I have actually used it with a rotary - no problems at all. It removed most of the scratches on a mates 69 Chevelle - most of them from machine washing for years, and poor hand washing with sand in the bucket. 
:wave: Ulrik - Denmark.


----------



## TheChallinor (Sep 1, 2013)

-Raven- said:


> it cuts up to about 8/10 and finishes about 9/10.
> 
> For DA compound comparison, the Ultimate Compound is very similar the D300. The D300 seems to cut just slightly more, and finish is similar. The D300 seems a bit better for micro-fibre pads (which it was designed for) as it seems a bit wetter.
> 
> I don't think you should be worrying about rotary or DA specific polishes, you're getting too caught up in it TBH.
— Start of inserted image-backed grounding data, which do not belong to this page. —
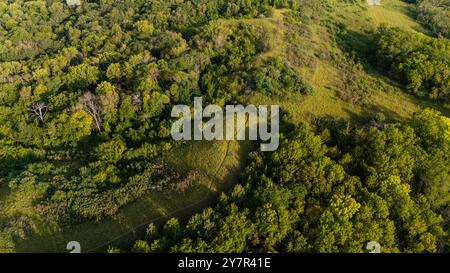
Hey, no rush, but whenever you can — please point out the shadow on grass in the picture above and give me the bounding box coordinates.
[13,181,214,253]
[342,102,403,124]
[13,141,254,253]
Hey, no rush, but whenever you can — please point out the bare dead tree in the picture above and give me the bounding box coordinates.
[79,92,102,132]
[29,102,48,122]
[132,93,142,111]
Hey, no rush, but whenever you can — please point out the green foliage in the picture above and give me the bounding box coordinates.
[106,63,122,82]
[131,114,449,253]
[106,246,121,253]
[411,109,450,209]
[372,26,450,100]
[251,57,314,97]
[145,223,158,240]
[199,22,262,104]
[48,110,93,146]
[135,20,154,39]
[0,0,448,254]
[96,139,126,164]
[2,0,293,239]
[132,240,151,253]
[66,64,99,90]
[405,0,450,38]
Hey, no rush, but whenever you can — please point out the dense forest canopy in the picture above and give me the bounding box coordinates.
[372,25,449,100]
[127,109,450,253]
[0,0,449,253]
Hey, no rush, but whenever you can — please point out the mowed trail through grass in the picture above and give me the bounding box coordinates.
[13,140,251,252]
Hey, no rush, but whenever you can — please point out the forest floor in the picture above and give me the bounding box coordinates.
[11,0,449,252]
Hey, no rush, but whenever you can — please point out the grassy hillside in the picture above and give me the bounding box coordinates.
[12,140,251,252]
[367,0,428,32]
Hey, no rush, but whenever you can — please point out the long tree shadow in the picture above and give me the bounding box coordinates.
[343,103,403,125]
[12,139,254,253]
[12,180,215,253]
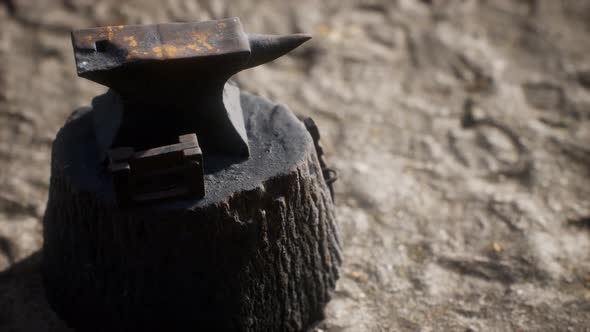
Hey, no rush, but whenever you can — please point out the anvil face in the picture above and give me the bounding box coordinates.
[72,17,251,89]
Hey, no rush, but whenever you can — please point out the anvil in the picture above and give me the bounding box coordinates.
[72,17,311,157]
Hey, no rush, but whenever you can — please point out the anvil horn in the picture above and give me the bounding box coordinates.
[245,33,312,70]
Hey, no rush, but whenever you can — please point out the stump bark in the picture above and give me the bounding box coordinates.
[42,92,342,331]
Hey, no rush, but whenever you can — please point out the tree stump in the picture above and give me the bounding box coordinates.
[42,92,342,331]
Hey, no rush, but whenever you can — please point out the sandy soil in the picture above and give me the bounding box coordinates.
[0,0,589,331]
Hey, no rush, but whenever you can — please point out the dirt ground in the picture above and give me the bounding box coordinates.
[1,0,589,331]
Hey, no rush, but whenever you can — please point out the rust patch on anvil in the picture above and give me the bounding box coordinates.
[71,17,250,76]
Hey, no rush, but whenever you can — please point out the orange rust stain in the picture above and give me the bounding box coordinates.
[192,32,215,51]
[163,45,178,57]
[217,22,227,29]
[84,35,93,43]
[185,43,200,52]
[126,49,140,59]
[106,26,114,41]
[152,46,163,58]
[124,36,138,47]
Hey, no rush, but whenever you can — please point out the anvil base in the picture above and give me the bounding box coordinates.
[42,92,341,331]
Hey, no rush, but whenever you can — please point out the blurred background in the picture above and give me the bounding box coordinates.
[0,0,589,331]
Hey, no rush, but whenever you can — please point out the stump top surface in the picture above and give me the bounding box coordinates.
[56,91,313,210]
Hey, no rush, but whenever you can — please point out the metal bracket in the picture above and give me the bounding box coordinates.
[303,117,337,201]
[108,134,204,207]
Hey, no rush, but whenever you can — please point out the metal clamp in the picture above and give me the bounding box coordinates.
[303,117,338,201]
[108,134,205,207]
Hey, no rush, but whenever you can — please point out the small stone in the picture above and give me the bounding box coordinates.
[491,242,504,253]
[347,270,370,283]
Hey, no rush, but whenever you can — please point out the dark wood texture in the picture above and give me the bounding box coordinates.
[42,92,341,331]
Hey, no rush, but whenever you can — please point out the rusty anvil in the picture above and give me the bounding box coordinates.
[72,17,310,156]
[71,18,310,205]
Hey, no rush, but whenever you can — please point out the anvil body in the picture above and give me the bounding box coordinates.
[72,17,310,158]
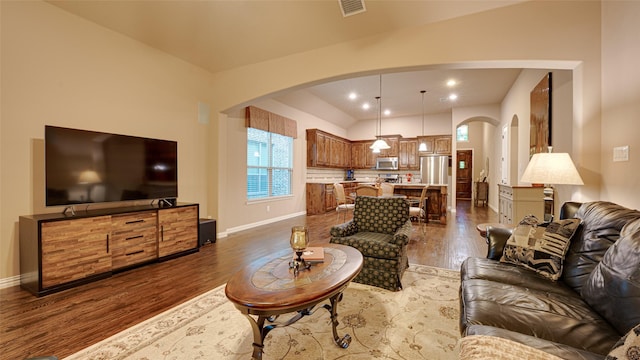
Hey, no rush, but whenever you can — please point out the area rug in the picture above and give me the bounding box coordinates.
[64,264,461,360]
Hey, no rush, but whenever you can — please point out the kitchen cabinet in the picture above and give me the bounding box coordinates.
[324,183,336,212]
[306,183,336,214]
[350,142,365,169]
[399,138,419,170]
[498,184,544,224]
[306,182,359,215]
[434,136,452,155]
[417,136,434,155]
[308,128,443,169]
[350,141,376,169]
[330,137,351,168]
[378,136,399,157]
[417,135,452,156]
[307,129,351,168]
[393,184,448,224]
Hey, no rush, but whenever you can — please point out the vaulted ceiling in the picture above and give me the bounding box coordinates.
[48,0,527,125]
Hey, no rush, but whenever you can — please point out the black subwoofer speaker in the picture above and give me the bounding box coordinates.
[198,218,216,246]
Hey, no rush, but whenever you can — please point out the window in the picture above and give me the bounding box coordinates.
[247,127,293,200]
[456,124,469,142]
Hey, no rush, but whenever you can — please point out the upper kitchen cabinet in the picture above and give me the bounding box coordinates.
[434,136,452,155]
[351,140,376,169]
[307,129,351,168]
[399,138,419,170]
[330,137,351,168]
[377,136,400,157]
[417,135,452,156]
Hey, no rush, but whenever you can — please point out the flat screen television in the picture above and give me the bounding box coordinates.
[45,125,178,206]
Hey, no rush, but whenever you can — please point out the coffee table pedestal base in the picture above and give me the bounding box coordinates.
[246,292,351,360]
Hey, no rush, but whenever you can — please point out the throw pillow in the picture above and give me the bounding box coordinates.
[500,215,581,281]
[606,323,640,360]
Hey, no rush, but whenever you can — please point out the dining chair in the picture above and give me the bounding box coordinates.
[355,184,380,197]
[380,183,395,197]
[409,186,428,225]
[333,183,355,222]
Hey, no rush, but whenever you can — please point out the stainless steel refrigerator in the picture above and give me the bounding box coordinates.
[420,156,449,185]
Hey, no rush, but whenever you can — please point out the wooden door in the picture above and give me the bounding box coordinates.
[456,150,473,200]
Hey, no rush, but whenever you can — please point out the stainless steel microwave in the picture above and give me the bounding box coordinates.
[376,157,398,170]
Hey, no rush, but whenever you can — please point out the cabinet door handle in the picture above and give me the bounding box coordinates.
[106,234,110,253]
[160,225,164,241]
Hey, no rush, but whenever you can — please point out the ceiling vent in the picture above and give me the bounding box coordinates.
[338,0,366,17]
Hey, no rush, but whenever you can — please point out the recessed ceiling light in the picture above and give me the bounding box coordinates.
[384,109,391,116]
[362,103,370,110]
[449,93,458,101]
[348,92,357,100]
[447,79,457,87]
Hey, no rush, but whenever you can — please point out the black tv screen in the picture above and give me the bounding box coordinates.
[45,126,178,206]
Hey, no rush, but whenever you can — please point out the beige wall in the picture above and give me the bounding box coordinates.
[214,1,603,233]
[1,2,214,280]
[601,1,640,210]
[347,112,452,141]
[497,68,580,215]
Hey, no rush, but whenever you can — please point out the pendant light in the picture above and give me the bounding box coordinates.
[418,90,427,151]
[370,75,390,152]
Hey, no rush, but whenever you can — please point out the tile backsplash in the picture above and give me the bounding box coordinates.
[305,168,419,183]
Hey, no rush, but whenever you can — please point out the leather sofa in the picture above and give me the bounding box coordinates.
[459,201,640,359]
[330,195,412,291]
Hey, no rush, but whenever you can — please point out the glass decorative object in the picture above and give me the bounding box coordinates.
[289,225,311,276]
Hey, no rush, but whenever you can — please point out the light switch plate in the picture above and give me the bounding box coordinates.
[613,145,629,162]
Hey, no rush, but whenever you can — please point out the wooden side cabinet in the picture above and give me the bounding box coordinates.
[158,205,199,258]
[19,203,199,296]
[39,216,112,290]
[498,184,544,224]
[111,211,158,270]
[475,182,489,207]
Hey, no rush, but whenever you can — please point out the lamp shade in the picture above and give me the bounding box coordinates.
[520,152,584,185]
[370,138,390,150]
[78,170,102,184]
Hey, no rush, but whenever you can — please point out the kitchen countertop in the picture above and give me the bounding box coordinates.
[393,183,448,188]
[306,181,448,187]
[306,179,376,184]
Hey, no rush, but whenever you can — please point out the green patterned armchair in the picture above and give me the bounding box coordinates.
[330,196,412,291]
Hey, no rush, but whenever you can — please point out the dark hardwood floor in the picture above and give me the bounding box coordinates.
[0,200,496,359]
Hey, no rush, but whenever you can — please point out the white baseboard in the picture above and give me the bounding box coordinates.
[0,275,20,289]
[221,211,307,237]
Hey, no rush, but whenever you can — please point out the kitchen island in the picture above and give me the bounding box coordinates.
[305,181,447,224]
[393,184,447,224]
Thanks mate, yes certainly have got caught up in it all. Got some UC and ordered Das 6 Pro and a couple of pads, look forward to getting started.
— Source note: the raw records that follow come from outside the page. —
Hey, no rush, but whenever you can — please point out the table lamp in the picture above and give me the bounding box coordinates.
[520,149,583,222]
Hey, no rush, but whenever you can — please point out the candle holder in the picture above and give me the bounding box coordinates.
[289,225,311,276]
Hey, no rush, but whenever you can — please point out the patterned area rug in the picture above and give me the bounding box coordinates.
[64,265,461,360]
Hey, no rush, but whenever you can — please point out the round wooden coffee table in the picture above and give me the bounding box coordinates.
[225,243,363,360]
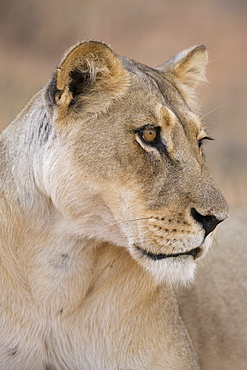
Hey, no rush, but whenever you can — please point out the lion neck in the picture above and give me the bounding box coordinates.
[0,94,201,369]
[0,99,145,310]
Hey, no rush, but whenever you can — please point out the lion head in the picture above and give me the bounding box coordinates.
[35,41,228,285]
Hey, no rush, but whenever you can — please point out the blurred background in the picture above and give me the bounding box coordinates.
[0,0,246,207]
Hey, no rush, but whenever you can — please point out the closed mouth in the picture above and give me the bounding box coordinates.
[135,246,201,261]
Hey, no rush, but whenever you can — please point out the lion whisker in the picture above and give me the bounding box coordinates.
[200,105,221,120]
[119,217,151,223]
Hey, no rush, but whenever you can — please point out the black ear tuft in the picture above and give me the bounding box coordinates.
[69,70,92,100]
[46,69,91,108]
[45,41,130,118]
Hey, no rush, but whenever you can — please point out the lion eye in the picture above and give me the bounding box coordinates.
[135,125,166,153]
[137,126,161,146]
[198,136,214,148]
[198,139,204,148]
[142,129,157,143]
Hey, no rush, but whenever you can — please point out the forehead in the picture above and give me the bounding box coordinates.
[118,63,204,135]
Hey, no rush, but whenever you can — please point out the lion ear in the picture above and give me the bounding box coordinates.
[156,45,208,109]
[47,41,130,117]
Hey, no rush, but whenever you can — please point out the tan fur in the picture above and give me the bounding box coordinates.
[0,41,235,369]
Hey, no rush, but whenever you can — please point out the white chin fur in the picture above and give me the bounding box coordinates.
[130,235,214,287]
[130,249,198,287]
[141,256,197,287]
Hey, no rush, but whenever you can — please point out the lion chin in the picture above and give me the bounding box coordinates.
[130,235,213,286]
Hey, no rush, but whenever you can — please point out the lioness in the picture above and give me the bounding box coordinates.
[0,40,244,369]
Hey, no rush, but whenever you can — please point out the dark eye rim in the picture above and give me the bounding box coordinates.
[134,124,167,154]
[135,125,162,147]
[198,136,214,148]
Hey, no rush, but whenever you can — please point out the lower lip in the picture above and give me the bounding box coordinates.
[135,246,201,261]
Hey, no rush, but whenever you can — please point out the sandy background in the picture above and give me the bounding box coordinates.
[0,0,246,207]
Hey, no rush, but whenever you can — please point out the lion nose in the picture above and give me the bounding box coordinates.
[191,208,223,237]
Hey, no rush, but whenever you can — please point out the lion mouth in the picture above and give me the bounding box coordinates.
[135,246,201,260]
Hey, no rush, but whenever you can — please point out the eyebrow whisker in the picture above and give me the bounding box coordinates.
[201,105,221,120]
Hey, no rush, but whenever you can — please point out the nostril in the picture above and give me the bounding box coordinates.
[191,208,222,237]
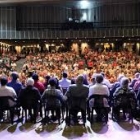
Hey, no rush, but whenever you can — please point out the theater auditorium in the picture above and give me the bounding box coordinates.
[0,0,140,140]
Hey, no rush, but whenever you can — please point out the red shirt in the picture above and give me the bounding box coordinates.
[34,81,45,94]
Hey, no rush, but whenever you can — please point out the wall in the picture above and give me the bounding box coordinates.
[0,3,140,39]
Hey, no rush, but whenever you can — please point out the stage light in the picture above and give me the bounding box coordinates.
[79,0,90,9]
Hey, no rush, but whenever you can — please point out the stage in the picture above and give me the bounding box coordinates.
[0,117,140,140]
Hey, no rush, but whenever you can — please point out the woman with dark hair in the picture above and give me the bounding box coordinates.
[44,75,50,89]
[41,78,64,121]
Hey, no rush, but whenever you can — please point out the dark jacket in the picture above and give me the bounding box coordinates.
[18,85,41,108]
[65,84,89,111]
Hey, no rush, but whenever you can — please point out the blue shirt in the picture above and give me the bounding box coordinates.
[7,80,23,96]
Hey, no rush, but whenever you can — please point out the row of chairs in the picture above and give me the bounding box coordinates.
[0,94,138,125]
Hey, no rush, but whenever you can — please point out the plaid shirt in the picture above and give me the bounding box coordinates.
[42,87,63,108]
[133,80,140,91]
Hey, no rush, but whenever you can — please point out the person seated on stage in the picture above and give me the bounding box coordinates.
[32,73,45,95]
[18,78,41,121]
[7,71,23,96]
[113,77,136,121]
[65,75,89,124]
[0,77,17,119]
[42,78,64,121]
[129,72,140,88]
[88,74,110,121]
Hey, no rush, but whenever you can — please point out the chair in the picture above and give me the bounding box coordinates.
[112,93,137,122]
[20,98,40,123]
[87,94,110,124]
[41,95,64,125]
[66,96,87,126]
[62,87,68,95]
[0,96,17,124]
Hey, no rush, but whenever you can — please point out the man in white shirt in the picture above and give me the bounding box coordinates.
[88,74,110,107]
[88,74,110,121]
[59,72,71,94]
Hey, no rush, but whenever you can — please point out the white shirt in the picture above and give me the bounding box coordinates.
[88,83,110,107]
[59,78,71,89]
[89,83,110,97]
[0,86,17,107]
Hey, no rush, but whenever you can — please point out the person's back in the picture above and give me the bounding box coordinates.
[65,75,89,110]
[0,77,17,107]
[32,74,45,95]
[113,77,136,121]
[88,74,109,108]
[65,75,89,124]
[7,72,23,96]
[59,72,71,94]
[18,78,41,107]
[42,78,64,108]
[66,75,89,98]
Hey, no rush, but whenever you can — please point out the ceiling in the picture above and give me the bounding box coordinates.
[0,0,140,8]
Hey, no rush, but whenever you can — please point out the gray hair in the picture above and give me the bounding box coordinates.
[26,78,34,86]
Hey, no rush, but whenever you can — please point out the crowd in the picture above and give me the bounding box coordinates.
[0,48,140,123]
[17,49,140,85]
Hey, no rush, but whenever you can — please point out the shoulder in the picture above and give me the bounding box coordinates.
[32,87,40,92]
[67,79,71,83]
[69,84,76,88]
[6,86,15,92]
[59,79,62,83]
[55,89,62,93]
[102,84,109,89]
[83,85,89,89]
[7,82,12,85]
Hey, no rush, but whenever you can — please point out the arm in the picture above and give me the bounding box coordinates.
[88,86,93,98]
[104,86,110,96]
[11,88,17,98]
[35,88,41,100]
[113,87,120,97]
[41,89,47,101]
[65,86,71,98]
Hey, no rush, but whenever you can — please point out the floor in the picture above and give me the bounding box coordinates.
[0,117,140,140]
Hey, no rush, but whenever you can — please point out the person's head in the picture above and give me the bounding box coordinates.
[48,78,57,87]
[117,74,125,82]
[100,72,105,78]
[27,71,34,77]
[76,75,84,85]
[0,77,8,86]
[95,74,103,84]
[120,77,129,88]
[45,75,51,81]
[26,78,34,86]
[91,73,97,84]
[62,72,68,78]
[11,71,19,80]
[32,74,39,81]
[135,72,140,78]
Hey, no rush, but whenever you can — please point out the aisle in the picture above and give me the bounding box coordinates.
[16,58,26,72]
So would you not bother with another polish on top then as in ultimate polish which is designed to use after ( or by itself as well if no correction is needed )


----------



## Guitarjon (Jul 13, 2012)

I'm using 105 and 205 but I'm finding I have to go for menzerna polishes on harder paint. 105 doesn't seem to like longer working times like it's menzerna equivilant and can be a paint in the heat for drying out.
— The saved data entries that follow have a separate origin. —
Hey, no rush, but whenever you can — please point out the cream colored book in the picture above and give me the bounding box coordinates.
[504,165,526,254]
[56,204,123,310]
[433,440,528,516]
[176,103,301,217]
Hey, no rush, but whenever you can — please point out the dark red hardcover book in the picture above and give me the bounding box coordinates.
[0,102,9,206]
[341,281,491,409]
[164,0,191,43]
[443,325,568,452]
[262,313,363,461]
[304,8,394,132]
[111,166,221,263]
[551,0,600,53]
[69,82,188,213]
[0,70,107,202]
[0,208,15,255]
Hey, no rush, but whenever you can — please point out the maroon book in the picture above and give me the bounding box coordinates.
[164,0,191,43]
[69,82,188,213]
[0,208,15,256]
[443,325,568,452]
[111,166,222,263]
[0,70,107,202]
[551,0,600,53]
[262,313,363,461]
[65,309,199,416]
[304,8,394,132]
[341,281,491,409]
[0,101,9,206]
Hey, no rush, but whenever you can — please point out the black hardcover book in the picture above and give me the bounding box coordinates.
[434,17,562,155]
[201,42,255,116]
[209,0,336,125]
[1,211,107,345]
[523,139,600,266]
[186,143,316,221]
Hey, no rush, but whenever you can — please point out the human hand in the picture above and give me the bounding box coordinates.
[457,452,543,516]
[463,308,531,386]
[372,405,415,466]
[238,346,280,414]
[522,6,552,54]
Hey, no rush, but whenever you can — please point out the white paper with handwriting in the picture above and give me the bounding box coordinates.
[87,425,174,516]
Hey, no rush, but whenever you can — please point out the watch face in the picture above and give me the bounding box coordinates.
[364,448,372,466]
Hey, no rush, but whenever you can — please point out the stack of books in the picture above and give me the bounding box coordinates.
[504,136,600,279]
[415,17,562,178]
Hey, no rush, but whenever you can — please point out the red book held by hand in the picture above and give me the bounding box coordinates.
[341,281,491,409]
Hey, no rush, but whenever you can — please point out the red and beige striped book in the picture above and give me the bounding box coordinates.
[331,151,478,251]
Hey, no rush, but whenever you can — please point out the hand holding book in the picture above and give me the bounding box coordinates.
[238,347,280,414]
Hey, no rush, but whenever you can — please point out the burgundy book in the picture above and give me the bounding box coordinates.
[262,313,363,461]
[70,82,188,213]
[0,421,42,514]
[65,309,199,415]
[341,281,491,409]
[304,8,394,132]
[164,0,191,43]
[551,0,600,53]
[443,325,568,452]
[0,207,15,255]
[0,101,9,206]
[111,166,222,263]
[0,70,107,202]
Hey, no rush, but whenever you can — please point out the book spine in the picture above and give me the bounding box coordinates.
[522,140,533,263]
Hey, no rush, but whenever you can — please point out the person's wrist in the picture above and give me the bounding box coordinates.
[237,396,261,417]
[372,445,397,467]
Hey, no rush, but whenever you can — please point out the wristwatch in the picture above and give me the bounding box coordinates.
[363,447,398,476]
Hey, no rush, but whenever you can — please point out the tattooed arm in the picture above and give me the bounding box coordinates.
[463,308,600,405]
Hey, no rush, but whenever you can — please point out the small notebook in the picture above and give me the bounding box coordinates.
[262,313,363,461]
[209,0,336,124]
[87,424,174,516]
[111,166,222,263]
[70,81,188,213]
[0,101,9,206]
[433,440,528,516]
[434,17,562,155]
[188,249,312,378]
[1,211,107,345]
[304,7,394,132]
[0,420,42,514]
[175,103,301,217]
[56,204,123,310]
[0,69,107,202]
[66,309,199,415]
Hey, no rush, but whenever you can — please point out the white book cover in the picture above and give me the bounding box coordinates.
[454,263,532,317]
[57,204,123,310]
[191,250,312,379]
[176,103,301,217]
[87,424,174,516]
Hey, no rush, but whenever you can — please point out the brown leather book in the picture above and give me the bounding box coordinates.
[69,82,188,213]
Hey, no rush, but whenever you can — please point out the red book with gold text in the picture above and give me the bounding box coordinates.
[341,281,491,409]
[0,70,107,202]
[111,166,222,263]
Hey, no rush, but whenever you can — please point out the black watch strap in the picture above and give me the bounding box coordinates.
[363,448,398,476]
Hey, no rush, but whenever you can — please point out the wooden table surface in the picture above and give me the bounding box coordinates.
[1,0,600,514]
I generally start with 105 but if it's not making much difference I go to fg400.


----------



## dschia (Sep 21, 2008)

Both are good as long as you learn how to used them properly. I have been using gallons of meguiar 105/205 and many liters of menzerna fg400, pf2500 and sf4000 over the years and I overall prefer the menzerna range. Not sure have they change any formula over the years but I just find menzerna easier to work with on all types paintwork regardless of dirty, hard, soft etc. Meg 105 and 205 can be finicky on dirty or sticky paint and require some tweaking on technique. Also, I feel that Meg twin is more difficult to finish hologram free on soft clear and difficult to cut on hard clearcoat.


----------